Entre os maiores compromissos individuais estão Vitor Roque (R$ 118,8 milhões), Ramón Sosa (R$ 48,5 milhões), Facundo Torres (R$ 42,1 milhões) e Andreas Pereira (R$ 40,4 milhões). Comissões elevam o custo das operações — por exemplo, R$ 19,4 milhões relacionados a negociações específicas — e a estratégia depende de vendas de atletas, receitas de transmissão e premiações para equilibrar o fluxo de caixa.
Balanço e estratégia financeira
O termo “títulos a pagar” no balanço refere-se basicamente a obrigações contratuais que o clube assumiu por transferências, comissões e outras parcelas negociadas com vendedores (clubes e agentes). No caso do Palmeiras, R$ 457,8 milhões dessas dívidas estão com clubes do exterior e R$ 306,4 milhões com entidades nacionais.
Essa prática não é exatamente inédita globalmente: na Europa é comum parcelar pagamentos de transferências em 3 a 5 anos. Na contabilidade do futebol, o valor pago por um atleta costuma ser registrado como ativo intangível (direito federativo) e amortizado ao longo da duração do contrato. Mas do lado do passivo, as parcelas não quitadas viram obrigações a pagar que pressionam o caixa.

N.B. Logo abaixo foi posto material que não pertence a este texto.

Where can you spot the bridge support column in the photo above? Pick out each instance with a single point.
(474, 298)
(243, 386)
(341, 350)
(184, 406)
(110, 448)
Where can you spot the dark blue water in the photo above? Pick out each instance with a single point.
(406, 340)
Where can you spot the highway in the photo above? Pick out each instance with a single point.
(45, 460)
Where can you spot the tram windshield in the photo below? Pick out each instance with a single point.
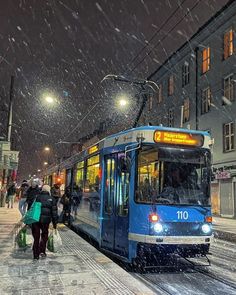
(173, 176)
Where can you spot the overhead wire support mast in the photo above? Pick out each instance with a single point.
(143, 93)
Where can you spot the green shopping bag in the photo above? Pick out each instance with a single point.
(33, 214)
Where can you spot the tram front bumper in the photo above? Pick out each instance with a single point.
(170, 240)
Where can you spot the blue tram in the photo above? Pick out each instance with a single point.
(145, 190)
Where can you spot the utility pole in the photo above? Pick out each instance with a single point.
(196, 88)
(9, 123)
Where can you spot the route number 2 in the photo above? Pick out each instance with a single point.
(182, 215)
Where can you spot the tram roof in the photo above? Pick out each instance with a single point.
(161, 128)
(122, 138)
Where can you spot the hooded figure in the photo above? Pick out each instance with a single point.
(32, 192)
(23, 196)
(48, 214)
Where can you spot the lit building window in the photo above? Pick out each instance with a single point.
(171, 118)
(228, 43)
(205, 60)
(171, 85)
(186, 115)
(160, 95)
(228, 89)
(228, 137)
(185, 74)
(206, 100)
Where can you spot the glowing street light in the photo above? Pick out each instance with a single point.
(49, 99)
(47, 149)
(123, 100)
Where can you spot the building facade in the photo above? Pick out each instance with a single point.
(197, 91)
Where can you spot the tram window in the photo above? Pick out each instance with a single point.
(173, 176)
(92, 181)
(79, 176)
(123, 193)
(109, 185)
(148, 176)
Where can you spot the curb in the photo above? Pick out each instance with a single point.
(227, 236)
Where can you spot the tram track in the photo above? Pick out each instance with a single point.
(191, 276)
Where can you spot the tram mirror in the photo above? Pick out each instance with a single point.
(125, 164)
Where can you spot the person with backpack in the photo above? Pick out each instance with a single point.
(11, 195)
(66, 201)
(32, 192)
(22, 197)
(56, 192)
(48, 215)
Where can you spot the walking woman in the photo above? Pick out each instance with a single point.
(48, 214)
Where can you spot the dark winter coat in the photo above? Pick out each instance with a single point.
(31, 194)
(48, 208)
(12, 190)
(23, 190)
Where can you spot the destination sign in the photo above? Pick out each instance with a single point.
(178, 138)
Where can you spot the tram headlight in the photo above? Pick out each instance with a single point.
(206, 228)
(158, 227)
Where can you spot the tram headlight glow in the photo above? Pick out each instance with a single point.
(158, 227)
(206, 228)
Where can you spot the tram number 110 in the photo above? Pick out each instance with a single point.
(182, 215)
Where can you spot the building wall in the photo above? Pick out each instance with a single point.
(212, 35)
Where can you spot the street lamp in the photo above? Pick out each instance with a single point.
(47, 149)
(49, 99)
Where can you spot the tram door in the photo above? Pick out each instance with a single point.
(115, 209)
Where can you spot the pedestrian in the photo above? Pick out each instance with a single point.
(48, 215)
(66, 201)
(56, 192)
(76, 198)
(3, 193)
(22, 197)
(32, 192)
(11, 195)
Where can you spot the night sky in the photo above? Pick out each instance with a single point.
(64, 48)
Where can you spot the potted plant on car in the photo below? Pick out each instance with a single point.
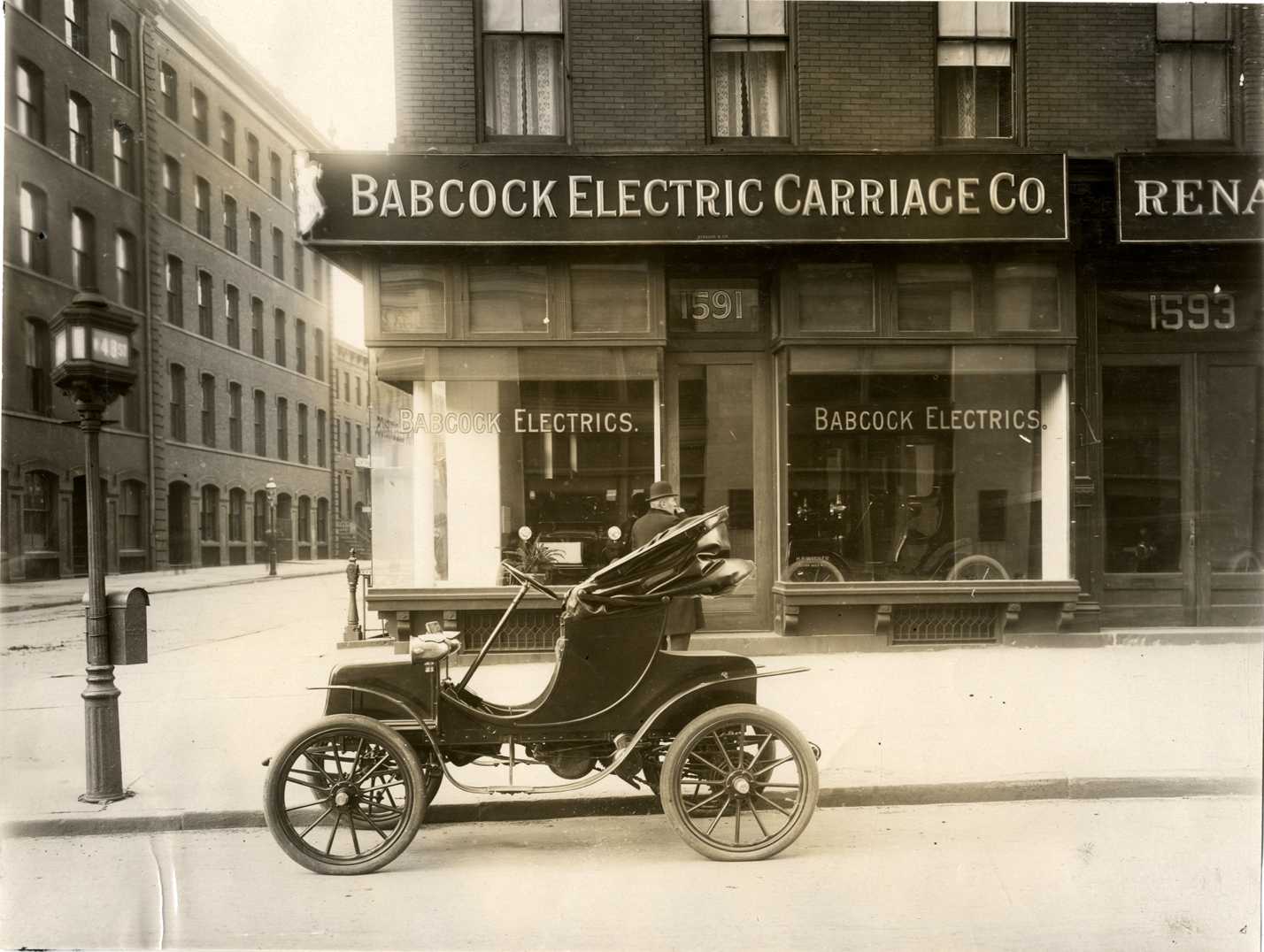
(531, 556)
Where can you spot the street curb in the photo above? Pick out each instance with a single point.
(522, 810)
(62, 603)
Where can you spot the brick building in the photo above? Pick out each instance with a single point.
(954, 306)
(145, 158)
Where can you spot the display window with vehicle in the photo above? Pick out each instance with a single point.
(944, 463)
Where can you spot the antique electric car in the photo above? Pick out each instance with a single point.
(737, 782)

Quem encabeça a lista de pagamentos
- Vitor Roque: R$ 118,8 milhões
- Ramón Sosa: R$ 48,5 milhões
- Facundo Torres: R$ 42,1 milhões
- Andreas Pereira: R$ 40,4 milhões
- Emiliano Martínez: R$ 22,3 milhões
- Paulinho: R$ 19,4 milhões
- Agustín Giay: R$ 8,4 milhões
- Aníbal Moreno: cerca de R$ 6,6 milhões em direitos, além de comissões
Comissões e custos ocultos das transferências
O valor líquido de uma transferência raramente é o total que pesa no caixa. Comissões para agentes, taxas administrativas, intermediações e até cláusulas variáveis (por metas, títulos ou gols) aumentam o custo final. No balanço citado, por exemplo, há operações que geraram comissões elevadas — um caso chegou a R$ 19,4 milhões.
Riscos, controles e o papel do fair play
Aumentar as dívidas para fortalecer o elenco é uma estratégia que funciona quando as receitas aparecem — venda de atletas com lucro, cotas de TV, bilheteria, patrocínios e premiações. Mas a fragilidade surge com choques: desvalorização de moeda, queda em receitas de transmissão, eliminação precoce em competições ou lesões que reduzem o valor de mercado de jogadores.

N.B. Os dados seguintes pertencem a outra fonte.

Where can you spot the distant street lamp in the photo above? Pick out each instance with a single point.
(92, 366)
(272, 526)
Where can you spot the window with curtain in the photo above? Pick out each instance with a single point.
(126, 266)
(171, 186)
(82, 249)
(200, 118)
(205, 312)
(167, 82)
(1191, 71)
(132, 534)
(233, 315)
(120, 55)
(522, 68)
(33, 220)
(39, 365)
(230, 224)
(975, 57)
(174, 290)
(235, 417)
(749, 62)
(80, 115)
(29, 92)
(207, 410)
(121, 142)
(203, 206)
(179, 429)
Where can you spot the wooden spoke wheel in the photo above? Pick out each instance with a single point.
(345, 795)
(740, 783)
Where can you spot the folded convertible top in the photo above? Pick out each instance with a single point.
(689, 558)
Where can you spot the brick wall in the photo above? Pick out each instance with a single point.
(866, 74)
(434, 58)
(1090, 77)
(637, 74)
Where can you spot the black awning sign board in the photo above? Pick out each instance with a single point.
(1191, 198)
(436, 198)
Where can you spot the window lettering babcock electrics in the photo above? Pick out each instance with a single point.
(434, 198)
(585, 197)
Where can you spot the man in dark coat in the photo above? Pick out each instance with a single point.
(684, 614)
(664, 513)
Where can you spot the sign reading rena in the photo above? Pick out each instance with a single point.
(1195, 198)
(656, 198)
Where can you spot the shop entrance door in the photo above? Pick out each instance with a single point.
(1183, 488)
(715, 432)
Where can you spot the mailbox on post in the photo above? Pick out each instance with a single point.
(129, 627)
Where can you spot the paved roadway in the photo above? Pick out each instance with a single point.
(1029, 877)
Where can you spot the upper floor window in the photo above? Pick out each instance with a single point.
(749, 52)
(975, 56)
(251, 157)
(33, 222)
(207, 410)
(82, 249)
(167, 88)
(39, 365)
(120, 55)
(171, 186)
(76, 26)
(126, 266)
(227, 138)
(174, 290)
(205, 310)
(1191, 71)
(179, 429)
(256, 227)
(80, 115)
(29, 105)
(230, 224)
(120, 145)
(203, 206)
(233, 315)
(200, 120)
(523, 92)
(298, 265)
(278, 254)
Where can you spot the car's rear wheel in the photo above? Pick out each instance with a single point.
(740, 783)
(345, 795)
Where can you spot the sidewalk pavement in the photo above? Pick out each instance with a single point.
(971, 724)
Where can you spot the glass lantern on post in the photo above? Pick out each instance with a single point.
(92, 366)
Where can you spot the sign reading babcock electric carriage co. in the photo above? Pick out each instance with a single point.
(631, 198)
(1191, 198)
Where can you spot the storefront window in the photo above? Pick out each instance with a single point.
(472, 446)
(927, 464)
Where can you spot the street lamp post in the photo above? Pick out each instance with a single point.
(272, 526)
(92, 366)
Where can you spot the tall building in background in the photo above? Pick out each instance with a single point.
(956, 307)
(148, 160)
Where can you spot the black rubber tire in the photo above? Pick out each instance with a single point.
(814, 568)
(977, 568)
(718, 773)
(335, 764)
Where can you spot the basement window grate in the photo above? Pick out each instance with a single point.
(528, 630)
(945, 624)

Como mitigar e o que observar
- Planejamento de cash flow com cenários (pessimista, base e otimista);
- Venda estratégica de atletas com cláusulas de recompra ou percentual sobre futura venda;
- Proteção cambial quando compromissos são em moeda estrangeira;
- Negociação de prazos e carências com vendedores;
- Transparência no balanço para atrair crédito com melhores condições.

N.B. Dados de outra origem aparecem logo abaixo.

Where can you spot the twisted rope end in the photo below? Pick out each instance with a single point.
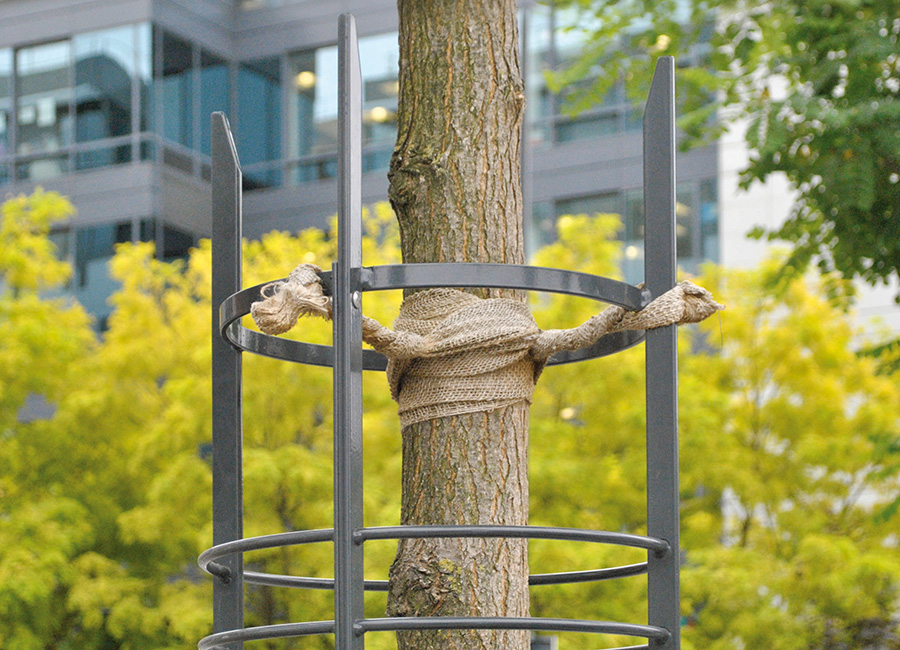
(699, 303)
(287, 300)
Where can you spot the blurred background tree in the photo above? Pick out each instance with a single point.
(815, 83)
(790, 456)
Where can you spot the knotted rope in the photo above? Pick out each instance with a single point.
(451, 352)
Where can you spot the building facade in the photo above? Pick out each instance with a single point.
(108, 102)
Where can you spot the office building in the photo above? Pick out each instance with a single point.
(108, 102)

Alguns instrumentos reduzem risco e tornam o modelo mais sustentável, mas exigem disciplina e acompanhamento constante das datas de vencimento, taxas e variáveis contratuais.
Conclusão
O relatório do Palmeiras mostra o balanço entre ambição esportiva e disciplina financeira: montar um elenco de alto nível exige compromissos grandes e prazos longos. Isso pode trazer títulos e receitas, mas também concentra riscos se a gestão não for rigorosa.